So my question is this: Is there any fundamental (and preferably simple) argument that makes decay of massless particles implausible? I don't think it can be proved completely impossible, because Fiore offers field theories that are counterexamples, such as quantum gravity with a positive cosmological constant.
References:
- Fiore and Modanese, "General properties of the decay amplitudes for massless particles," 1996, http://arxiv.org/abs/hep-th/9508018.
Best Answer
I agree with qftme's answer for the case of massive decay products. By energy conservation alone, $\gamma \rightarrow e^+e^-$ should be allowed, but momentum conservation forbids it (as well as the opposite case, $e^+e^-$ annihilation). It is only allowed if you have some other particle involved to take care of the photon momentum.
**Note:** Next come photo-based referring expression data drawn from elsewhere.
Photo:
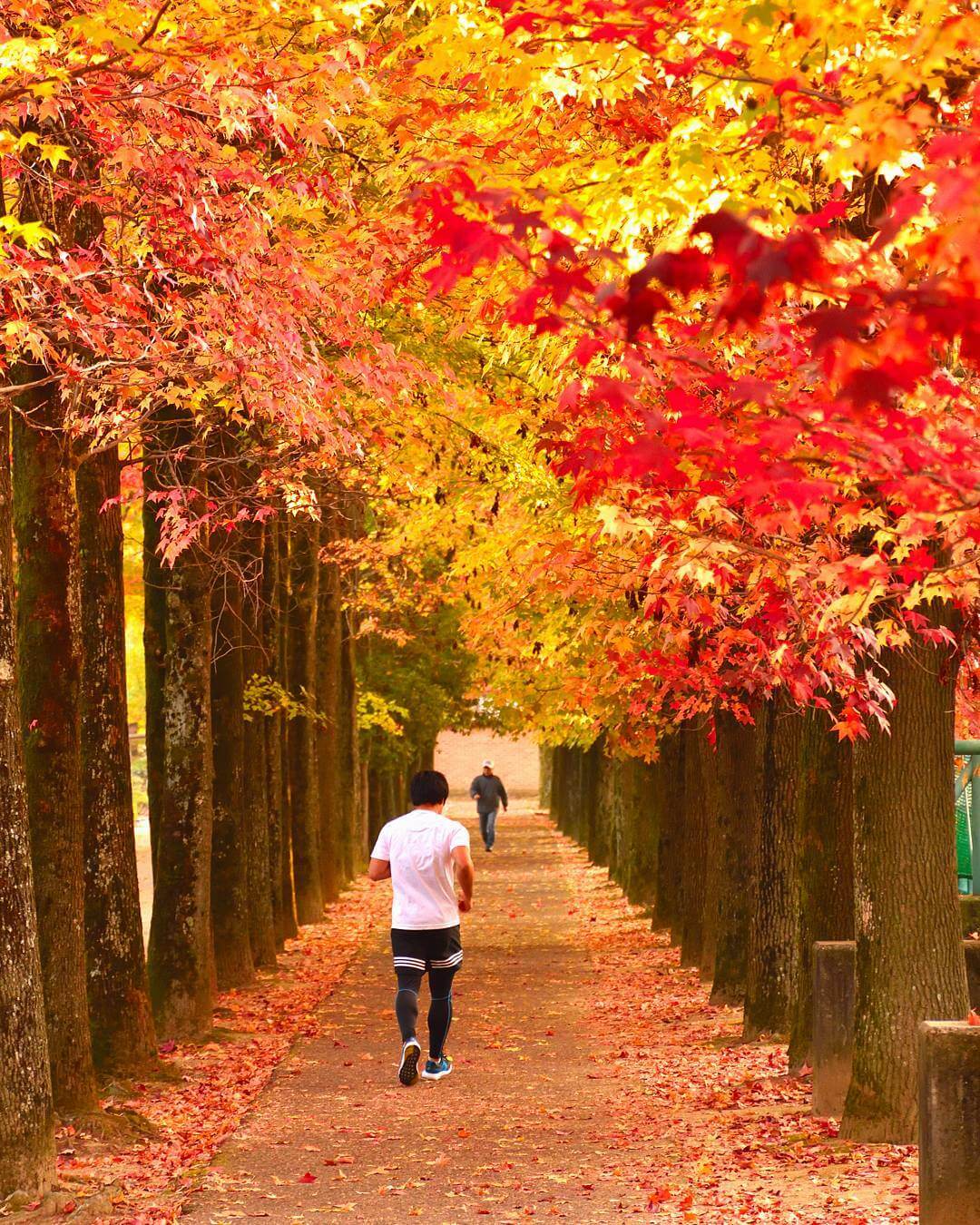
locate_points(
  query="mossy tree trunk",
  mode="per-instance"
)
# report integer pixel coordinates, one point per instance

In case of a massless particle decaying into other massless particles, this only works if your particles have a self-interaction. As far as I know, you can only have this for Bosons. QED (photons) has no self interaction, and the weak bosons (W, Z) are massive, but this is well known to occur in QCD in form of $g \rightarrow gg$. In fact, gluons are more likely to interact at lower energies, than at highest energies where QCD is asymptotically free - that means the interaction is well-behaved and weak, and we can use perturbation theory. At low energies, gluons just keep splitting and producing even lower energy quarks or gluons, until there are in a sense "infinitely many" of "infinitely low" energy. This is what is called infrared divergence. It may sound strange, but in practice all observable quantities remain finite, so there is nothing to worry about.
Your point number 5 is also applies here. The decay products are not only very low energetic, but tend to be very collinear (collinear divergence). This is the source of the famous "jets" that appear in high energy collider experiments.